Philippines Slams

At least seven people were killed and more than 420,000 residents displaced as this year’s strongest typhoon slammed into the Philippines on Sunday, bringing “catastrophic” winds and torrential rains, officials said.

Typhoon Goni slightly weakened as it swept over the main island of Luzon, after making four landfalls since it hit the country’s east coast before dawn, the weather bureau said.

The typhoon, locally called Rolly, was packing maximum winds of 165 kilometres per hour (kph) and gusts of up to 230 kph as it moved west at 25 kph, the bureau said.

Disaster relief officials earlier reported that nearly 1 million people were forced to flee their homes in the affected areas, but later updated the figure to over 421,000.
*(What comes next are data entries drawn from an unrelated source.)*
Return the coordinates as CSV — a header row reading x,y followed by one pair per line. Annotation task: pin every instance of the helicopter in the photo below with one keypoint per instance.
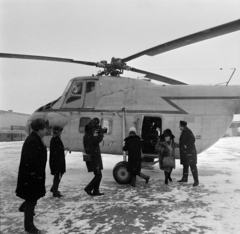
x,y
122,102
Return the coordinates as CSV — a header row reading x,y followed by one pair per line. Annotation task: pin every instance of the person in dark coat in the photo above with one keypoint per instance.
x,y
31,174
133,147
166,148
57,161
92,137
188,153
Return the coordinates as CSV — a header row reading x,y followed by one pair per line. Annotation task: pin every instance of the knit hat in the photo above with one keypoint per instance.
x,y
57,129
183,123
39,123
94,122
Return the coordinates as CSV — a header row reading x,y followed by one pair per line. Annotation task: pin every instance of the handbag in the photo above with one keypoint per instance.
x,y
87,157
168,162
In the worst-case scenario, officials said, up to 31 million people could have been affected by Goni, which was initially forecast to hit the capital region of metro Manila later Sunday.

But the weather bureau said Goni’s track shifted slightly, and Manila would not be directly hit by the typhoon.
“Catastrophic violent winds and intense to torrential rainfall” lashed nine provinces south and south-east of Manila in the past 12 hours, the weather bureau said. “This is a particularly dangerous situation for these areas,” it added.
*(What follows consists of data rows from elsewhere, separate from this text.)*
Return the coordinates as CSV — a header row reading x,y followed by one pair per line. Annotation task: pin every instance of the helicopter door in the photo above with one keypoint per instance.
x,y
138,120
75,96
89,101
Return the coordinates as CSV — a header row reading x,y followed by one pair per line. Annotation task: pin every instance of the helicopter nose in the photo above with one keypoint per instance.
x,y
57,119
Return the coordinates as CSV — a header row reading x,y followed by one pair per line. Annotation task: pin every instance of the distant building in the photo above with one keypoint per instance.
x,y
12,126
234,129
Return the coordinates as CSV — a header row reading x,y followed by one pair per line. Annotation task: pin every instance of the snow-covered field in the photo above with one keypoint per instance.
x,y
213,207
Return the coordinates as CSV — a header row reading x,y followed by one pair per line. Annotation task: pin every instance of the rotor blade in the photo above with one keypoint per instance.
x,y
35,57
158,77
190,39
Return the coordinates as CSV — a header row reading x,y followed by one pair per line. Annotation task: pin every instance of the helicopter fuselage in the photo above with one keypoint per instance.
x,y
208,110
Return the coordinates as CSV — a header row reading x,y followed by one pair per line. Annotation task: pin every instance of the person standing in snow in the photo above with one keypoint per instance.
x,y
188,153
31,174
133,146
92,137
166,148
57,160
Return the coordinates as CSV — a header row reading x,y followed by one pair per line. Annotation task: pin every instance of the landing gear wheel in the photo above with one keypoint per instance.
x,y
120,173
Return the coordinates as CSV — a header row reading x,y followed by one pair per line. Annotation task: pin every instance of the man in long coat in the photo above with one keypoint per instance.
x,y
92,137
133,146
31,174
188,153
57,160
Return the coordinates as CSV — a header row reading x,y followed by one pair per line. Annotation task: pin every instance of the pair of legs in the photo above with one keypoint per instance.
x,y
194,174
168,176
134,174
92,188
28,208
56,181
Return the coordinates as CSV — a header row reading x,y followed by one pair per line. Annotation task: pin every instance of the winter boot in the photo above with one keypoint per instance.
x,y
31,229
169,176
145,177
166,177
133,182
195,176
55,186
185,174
The seven fatalities were reported from the province of Albay in the eastern region of Bicol, which bore the grunt of Goni’s onslaught, the Office of Civil Defence said.
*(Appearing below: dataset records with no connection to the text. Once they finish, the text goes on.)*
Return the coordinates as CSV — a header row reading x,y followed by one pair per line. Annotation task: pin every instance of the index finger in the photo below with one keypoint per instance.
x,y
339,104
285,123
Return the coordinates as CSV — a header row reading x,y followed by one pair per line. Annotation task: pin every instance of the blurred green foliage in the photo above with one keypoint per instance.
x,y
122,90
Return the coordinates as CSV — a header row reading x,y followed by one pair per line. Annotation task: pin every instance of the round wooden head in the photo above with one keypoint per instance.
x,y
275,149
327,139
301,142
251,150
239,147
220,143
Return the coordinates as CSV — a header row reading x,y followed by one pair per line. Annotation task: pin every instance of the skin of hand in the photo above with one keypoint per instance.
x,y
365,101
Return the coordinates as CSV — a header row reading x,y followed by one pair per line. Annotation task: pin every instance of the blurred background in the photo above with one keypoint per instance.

Goni made its first landfall before dawn in nearby Catanduanes province, tearing off rooftops, and toppling trees and electric posts, according to initial reports.

It made its second landfall over Albay, where even some evacuation centres were damaged by its winds, provincial governor Al Francis Bichara said. “This may be the strongest storm I’ve seen in my life,” he told a Manila news channel.

Muddy floodwaters swept through communities in Albay, where some residents were seen trapped on the roofs of their homes. Electricity and communication lines were cut off, isolating some affected areas.

Bichara said three of the fatalities in Albay drowned when a river overflowed and a dike burst, while a fourth victim was crushed by a falling tree.

In the capital region of metro Manila, officials shut down the country’s premiere international airport for 24 hours until Monday “to protect the safety of air passengers and personnel from the threats of [the] typhoon.”
More than 20 domestic and international flights had to be cancelled.

Some shopping malls also suspended operations, while billboards and tarpaulins were folded and secured from Goni’s winds.

Goni is the strongest typhoon to hit the Philippines since Typhoon Haiyan battered the eastern and central provinces in November 2013, killing more than 6,300 people and displacing more than 4 million.

It was the 18th tropical cyclone to hit the Philippines this year. The country is battered by an average of 20 cyclones every year.

As Goni battered the Philippines, another cyclone, tropical storm Atsani, entered the country’s area, the weather bureau said. Atsani was moving towards the northern Philippines, with maximum winds of 75 kph and gusts of up to 90 kph.